Gene therapy improves vision in patients with congenital retinal disease

Patients' vision improved from detecting hand movements to reading lines on eye chart

In a clinical trial at The Children’s Hospital of Philadelphia, researchers from The University of Pennsylvania have used gene therapy to safely restore vision in three young adults with a rare form of congenital blindness. Although the patients have not achieved normal eyesight, the preliminary results set the stage for further studies of an innovative treatment for this and possibly other retinal diseases.

An international team led by The University of Pennsylvania, The Children’s Hospital of Philadelphia, the Second University of Naples and the Telethon Institute of Genetics and Medicine (both in Italy), and several other American institutions reported their findings today in an online article in the New England Journal of Medicine.
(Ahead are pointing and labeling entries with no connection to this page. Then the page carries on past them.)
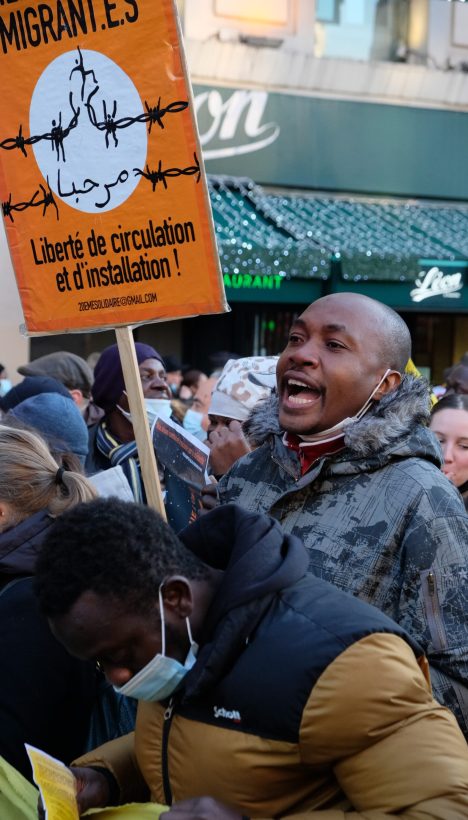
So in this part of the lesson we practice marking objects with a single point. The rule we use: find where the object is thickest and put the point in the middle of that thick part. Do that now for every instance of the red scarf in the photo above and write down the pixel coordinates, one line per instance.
(310, 451)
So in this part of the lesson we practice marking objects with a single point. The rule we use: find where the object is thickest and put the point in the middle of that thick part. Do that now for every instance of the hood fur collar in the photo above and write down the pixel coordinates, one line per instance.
(384, 424)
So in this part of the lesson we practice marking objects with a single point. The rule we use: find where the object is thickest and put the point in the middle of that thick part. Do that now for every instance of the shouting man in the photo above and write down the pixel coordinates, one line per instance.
(348, 465)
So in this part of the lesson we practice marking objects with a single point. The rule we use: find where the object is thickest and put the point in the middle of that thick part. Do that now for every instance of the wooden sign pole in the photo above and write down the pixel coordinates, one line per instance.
(146, 454)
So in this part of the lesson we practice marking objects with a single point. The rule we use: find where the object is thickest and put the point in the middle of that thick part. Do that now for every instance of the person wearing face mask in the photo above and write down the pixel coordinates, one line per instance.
(449, 423)
(5, 383)
(196, 419)
(348, 465)
(262, 691)
(111, 440)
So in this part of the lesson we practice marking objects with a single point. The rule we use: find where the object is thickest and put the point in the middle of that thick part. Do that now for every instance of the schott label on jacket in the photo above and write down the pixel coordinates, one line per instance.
(232, 714)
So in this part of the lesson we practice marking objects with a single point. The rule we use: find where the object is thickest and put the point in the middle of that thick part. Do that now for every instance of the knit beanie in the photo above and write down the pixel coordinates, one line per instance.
(109, 383)
(59, 421)
(32, 386)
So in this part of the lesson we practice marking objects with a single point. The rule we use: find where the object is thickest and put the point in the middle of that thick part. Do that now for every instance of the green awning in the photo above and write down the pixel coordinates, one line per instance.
(300, 236)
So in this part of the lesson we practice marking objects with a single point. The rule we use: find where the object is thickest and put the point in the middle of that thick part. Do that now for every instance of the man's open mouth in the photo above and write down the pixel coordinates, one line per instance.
(301, 393)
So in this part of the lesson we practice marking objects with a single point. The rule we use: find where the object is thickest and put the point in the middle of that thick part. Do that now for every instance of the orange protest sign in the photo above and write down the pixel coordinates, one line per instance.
(102, 184)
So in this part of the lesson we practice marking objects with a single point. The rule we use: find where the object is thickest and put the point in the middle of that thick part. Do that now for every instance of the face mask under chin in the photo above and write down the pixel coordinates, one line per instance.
(337, 430)
(155, 408)
(162, 675)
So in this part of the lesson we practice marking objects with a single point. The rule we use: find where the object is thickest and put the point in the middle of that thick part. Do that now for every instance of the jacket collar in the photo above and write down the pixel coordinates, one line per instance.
(258, 560)
(386, 426)
(20, 546)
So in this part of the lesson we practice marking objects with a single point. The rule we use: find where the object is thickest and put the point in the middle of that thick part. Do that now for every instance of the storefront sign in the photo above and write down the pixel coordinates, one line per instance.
(301, 140)
(271, 281)
(102, 183)
(237, 120)
(435, 282)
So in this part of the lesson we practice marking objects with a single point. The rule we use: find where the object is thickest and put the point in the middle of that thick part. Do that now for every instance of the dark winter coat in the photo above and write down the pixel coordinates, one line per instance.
(46, 696)
(378, 519)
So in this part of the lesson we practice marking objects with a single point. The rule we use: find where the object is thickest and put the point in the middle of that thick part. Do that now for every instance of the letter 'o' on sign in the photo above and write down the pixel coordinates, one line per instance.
(94, 118)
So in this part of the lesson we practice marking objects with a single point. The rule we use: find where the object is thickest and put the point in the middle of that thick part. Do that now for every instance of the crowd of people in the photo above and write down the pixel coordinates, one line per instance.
(299, 650)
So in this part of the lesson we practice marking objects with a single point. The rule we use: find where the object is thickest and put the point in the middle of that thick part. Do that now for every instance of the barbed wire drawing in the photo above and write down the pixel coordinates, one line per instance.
(47, 201)
(56, 136)
(85, 101)
(161, 175)
(155, 114)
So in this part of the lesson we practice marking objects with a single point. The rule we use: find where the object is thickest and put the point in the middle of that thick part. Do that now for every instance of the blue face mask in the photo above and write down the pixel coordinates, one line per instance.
(192, 423)
(158, 408)
(155, 408)
(5, 386)
(162, 675)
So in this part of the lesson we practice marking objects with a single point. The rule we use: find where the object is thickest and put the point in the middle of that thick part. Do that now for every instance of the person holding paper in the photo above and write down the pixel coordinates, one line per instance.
(112, 439)
(263, 690)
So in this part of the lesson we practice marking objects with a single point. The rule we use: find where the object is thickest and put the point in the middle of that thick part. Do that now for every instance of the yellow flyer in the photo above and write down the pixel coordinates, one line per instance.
(56, 785)
(102, 185)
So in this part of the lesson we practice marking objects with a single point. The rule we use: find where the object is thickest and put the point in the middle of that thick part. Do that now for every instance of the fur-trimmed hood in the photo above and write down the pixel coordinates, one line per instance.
(385, 426)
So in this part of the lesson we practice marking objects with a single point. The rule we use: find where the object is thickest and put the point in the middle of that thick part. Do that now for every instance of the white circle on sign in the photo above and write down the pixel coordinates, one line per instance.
(88, 139)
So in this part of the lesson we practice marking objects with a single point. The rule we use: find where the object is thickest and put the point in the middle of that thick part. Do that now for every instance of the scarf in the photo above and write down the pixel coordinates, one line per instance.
(124, 454)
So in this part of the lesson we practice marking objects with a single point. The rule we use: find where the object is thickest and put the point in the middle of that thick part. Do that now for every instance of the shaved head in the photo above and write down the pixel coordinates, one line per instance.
(388, 332)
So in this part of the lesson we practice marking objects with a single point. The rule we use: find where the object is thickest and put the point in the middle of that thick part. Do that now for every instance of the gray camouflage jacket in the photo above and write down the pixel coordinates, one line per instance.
(379, 520)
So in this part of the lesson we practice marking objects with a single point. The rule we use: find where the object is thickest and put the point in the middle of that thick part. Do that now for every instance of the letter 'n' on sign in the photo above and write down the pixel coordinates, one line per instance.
(102, 185)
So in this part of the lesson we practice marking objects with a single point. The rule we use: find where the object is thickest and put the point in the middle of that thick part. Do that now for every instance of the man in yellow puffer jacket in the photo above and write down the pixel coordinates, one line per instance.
(264, 691)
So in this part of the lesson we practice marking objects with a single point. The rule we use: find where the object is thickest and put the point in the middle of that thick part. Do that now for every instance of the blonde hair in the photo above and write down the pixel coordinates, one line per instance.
(31, 480)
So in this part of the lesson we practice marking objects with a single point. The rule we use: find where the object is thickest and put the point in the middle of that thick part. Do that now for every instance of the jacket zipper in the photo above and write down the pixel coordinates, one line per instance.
(433, 611)
(165, 761)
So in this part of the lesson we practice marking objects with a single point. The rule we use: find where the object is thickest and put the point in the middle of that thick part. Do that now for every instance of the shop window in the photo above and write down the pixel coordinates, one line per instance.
(362, 29)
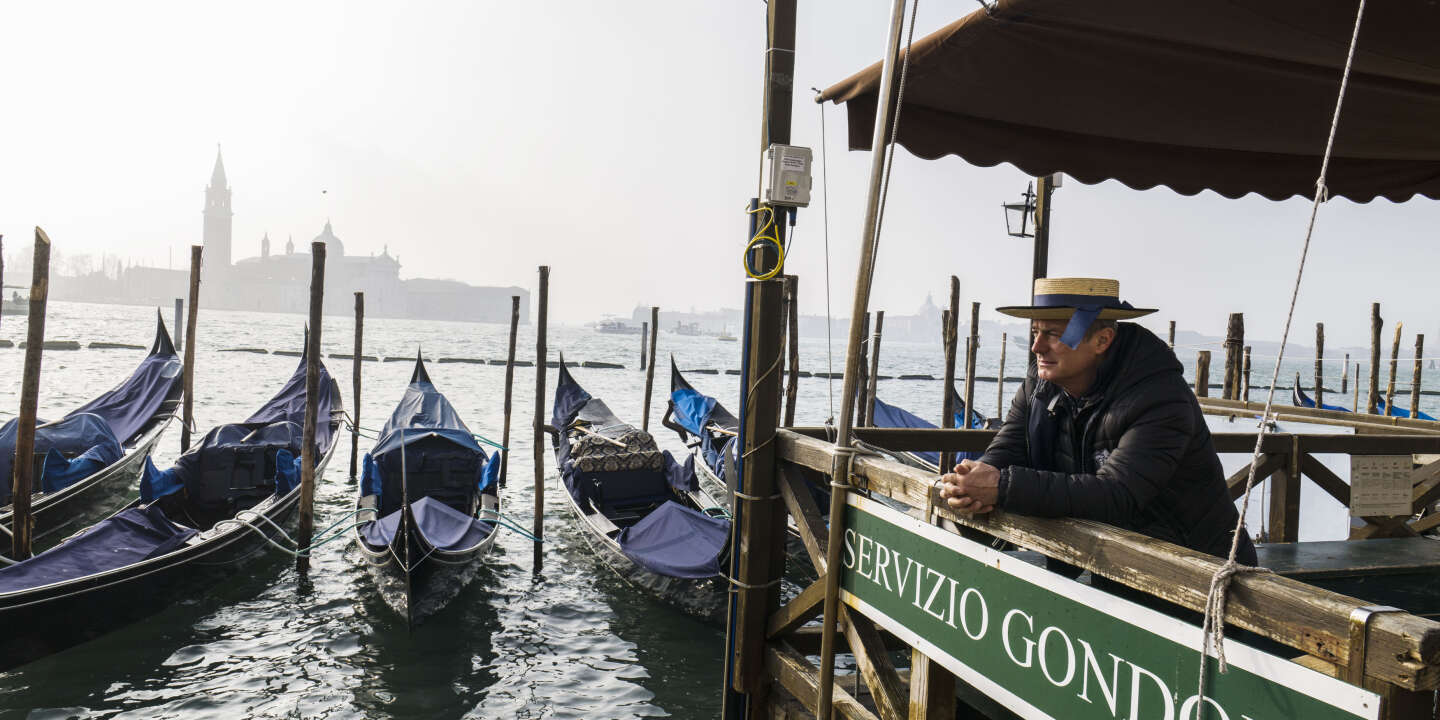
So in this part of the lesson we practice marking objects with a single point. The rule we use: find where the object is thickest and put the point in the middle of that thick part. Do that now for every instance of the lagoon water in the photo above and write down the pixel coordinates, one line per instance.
(570, 641)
“This is the first gene therapy trial for a nonlethal pediatric condition,” said Albert M. Maguire, M.D., Associate Professor, Department of Ophthalmology, University of Pennsylvania School of Medicine and a physician at The Children’s Hospital of Philadelphia. Maguire, together with his wife, Jean Bennett, M.D., Ph.D., Professor of Ophthalmology at Penn and Senior Investigator at the F.M. Kirby Center for Molecular Ophthalmology at Penn’s Scheie Eye Institute, have been researching inherited retinal degenerations such as Leber congenital amaurosis (LCA), for 18 years. LCA is a group of inherited blinding diseases that damages light receptors in the retina. It usually begins stealing sight in early childhood and causes total blindness during a patient’s twenties or thirties. Currently, there is no treatment for LCA.

“Patients’ vision improved from detecting hand movements to reading lines on an eye chart,” Maguire added. In 2001, Bennett and Maguire were part of a team which reported successfully reversing blindness using gene therapy on dogs affected by the same naturally occurring form of congenital blindness.

The current study is sponsored by the Center for Cellular and Molecular Therapeutics at The Children’s Hospital of Philadelphia, directed by Katherine A. High, M.D. High, a study leader and an Investigator of the Howard Hughes Medical Institute, has been a pioneer in translational and clinical studies of gene therapy for genetic disease, and in 2005 initiated a collaboration with Bennett and her group to translate their exciting animal findings into a clinical study.